One of the most common Filipino cultural trait is utang na loob which, when translated literally, means “a debt of one’s inner self (loob)” or simply a “debt of gratitude.” The essence of utang na loob is an obligation to appropriately repay a person who has done one a favor. I do you a favor; you do me a favor. According to Filipino Psychologist Katrin de Guia, however, utang na loob goes much deeper than ordinary debt or even the western concept of owing a favor because loob involves a deeply personal internal dimension. Utang na loob thus reflects the kapwa orientation of shared personhood or shared self, which is at the core of the Filipino values system. 
This trait is also very common among the Jews in Jesus’ time. In the Gospel of today’s 22nd Sunday in Ordinary time, Jesus told a parable which comments on this practice of reciprocity. The practice of reciprocity was a key factor in the economic life of equals in Jesus’ day. I do you a favor; you do me a favor—endlessly. This basic rule of behavior guided every host in drawing up the guest list.
Thus, accepting an invitation to dinner in the ancient Jewish world obligated a guest to return the favor. It was not uncommon for guests to decline the invitation, especially if they realized that returning the favor was more than they could or cared to handle (Luke 14:15-24). On the other hand, inviting people who cannot return the favor is viewed as cultural suicide. Jesus’ advice to his host was, therefore, not only rude and insulting but also shocking.
Then he said to the host who invited him,
“When you hold a lunch or a dinner,
do not invite your friends or your brothers
or your relatives or your wealthy neighbors,
in case they may invite you back and you have repayment.
Rather, when you hold a banquet,
invite the poor, the crippled, the lame, the blind;
blessed indeed will you be because of their inability to repay you.
For you will be repaid at the resurrection of the righteous.”
Such guests—the poor, crippled, lame, and blind—are clearly people of a lower social status than the host. To associate with such is to dishonor one’s own status. One’s social equals will then shun future invitations, and a host of means will be socially ruined.
Jesus, however, paints another picture of “true” honor. It is not human judgment, the return invitation, that determines honor.
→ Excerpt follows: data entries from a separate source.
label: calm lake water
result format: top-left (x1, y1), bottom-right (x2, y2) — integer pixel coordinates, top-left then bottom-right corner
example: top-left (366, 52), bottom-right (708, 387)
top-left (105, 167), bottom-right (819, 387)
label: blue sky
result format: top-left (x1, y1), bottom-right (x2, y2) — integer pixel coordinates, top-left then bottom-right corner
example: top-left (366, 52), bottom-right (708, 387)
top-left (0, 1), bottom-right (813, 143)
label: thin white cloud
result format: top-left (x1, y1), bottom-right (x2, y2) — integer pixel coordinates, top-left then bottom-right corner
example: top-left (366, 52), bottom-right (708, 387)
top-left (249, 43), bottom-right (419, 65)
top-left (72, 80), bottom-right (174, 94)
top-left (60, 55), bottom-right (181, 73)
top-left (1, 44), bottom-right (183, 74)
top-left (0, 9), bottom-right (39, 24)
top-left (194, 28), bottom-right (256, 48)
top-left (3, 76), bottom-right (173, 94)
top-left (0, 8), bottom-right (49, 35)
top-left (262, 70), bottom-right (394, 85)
God determines true honor, and at the resurrection of the righteous, God personally will reward and honor the host who has been gracious to those unable to return an invitation.
Jesus echoes the First Reading, from Sirach:
My child, conduct your affairs with humility,
and you will be loved more than a giver of gifts.
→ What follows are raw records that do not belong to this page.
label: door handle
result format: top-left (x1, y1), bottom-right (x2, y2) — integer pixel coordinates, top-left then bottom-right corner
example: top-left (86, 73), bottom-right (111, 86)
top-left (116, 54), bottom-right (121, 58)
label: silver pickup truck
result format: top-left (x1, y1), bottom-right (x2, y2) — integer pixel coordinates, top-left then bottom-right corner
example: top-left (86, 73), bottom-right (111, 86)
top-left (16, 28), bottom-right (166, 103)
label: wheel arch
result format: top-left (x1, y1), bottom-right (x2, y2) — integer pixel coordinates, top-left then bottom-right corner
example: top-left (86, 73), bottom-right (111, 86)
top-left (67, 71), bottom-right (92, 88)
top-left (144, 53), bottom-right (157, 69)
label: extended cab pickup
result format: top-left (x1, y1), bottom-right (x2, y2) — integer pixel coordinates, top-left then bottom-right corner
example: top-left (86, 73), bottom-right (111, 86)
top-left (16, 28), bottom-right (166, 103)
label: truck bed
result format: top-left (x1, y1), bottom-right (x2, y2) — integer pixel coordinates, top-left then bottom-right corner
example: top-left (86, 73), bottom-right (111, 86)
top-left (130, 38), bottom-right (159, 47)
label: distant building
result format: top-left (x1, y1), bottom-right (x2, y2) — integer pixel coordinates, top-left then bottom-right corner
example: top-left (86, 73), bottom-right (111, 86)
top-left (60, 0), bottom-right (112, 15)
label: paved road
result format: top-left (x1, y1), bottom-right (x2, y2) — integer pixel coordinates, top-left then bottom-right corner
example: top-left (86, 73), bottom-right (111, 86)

Humble yourself the more, the greater you are,
and you will find favor with God.
Humility is the virtue by which we acknowledge our status before God: we are “the poor, the crippled, the lame, the blind” who come to God’s table because of God’s invitation and generosity.
God, in the person of Jesus (see Lk 14:8), is inviting all people to the messianic feast. The only way to respond to this invitation is to renounce any claim or merit of one’s own.
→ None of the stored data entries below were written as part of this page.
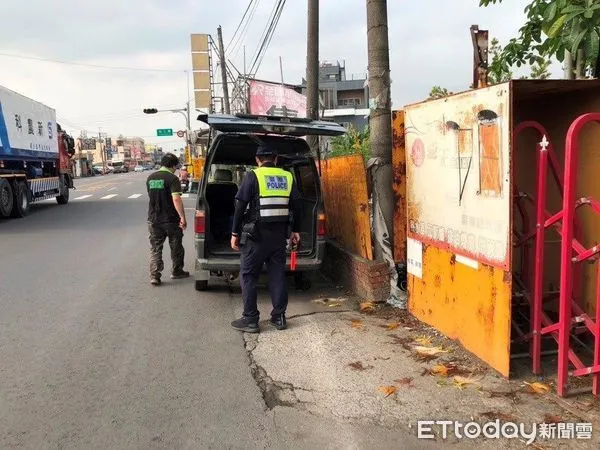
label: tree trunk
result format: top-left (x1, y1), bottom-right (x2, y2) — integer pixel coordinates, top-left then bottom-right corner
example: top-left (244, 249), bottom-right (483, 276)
top-left (575, 49), bottom-right (585, 79)
top-left (564, 50), bottom-right (575, 79)
top-left (366, 0), bottom-right (393, 261)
The Pharisees expected the best seats as a reward for keeping the Torah, but, like the outcast, they have to learn that salvation has to be accepted as an unmerited gift—exactly as Sirach proclaims in the first reading.
Today’s liturgy challenges us to a different lifestyle, one based on forgiveness, love and faith, humble living, the following of Jesus, who is gentle and lowly of heart, peacemaking and suffering persecution, and service of others. It is responding to the challenge of living a shared personhood or shared self with others in the “God who has made a home for the poor.”
 Katrin de Guia, Kapwa: The Self in the Other: Worldviews and Lifestyles of Filipino Culture-Bearers (Pasig City: Anvil Publishing, Inc. 2005), 378.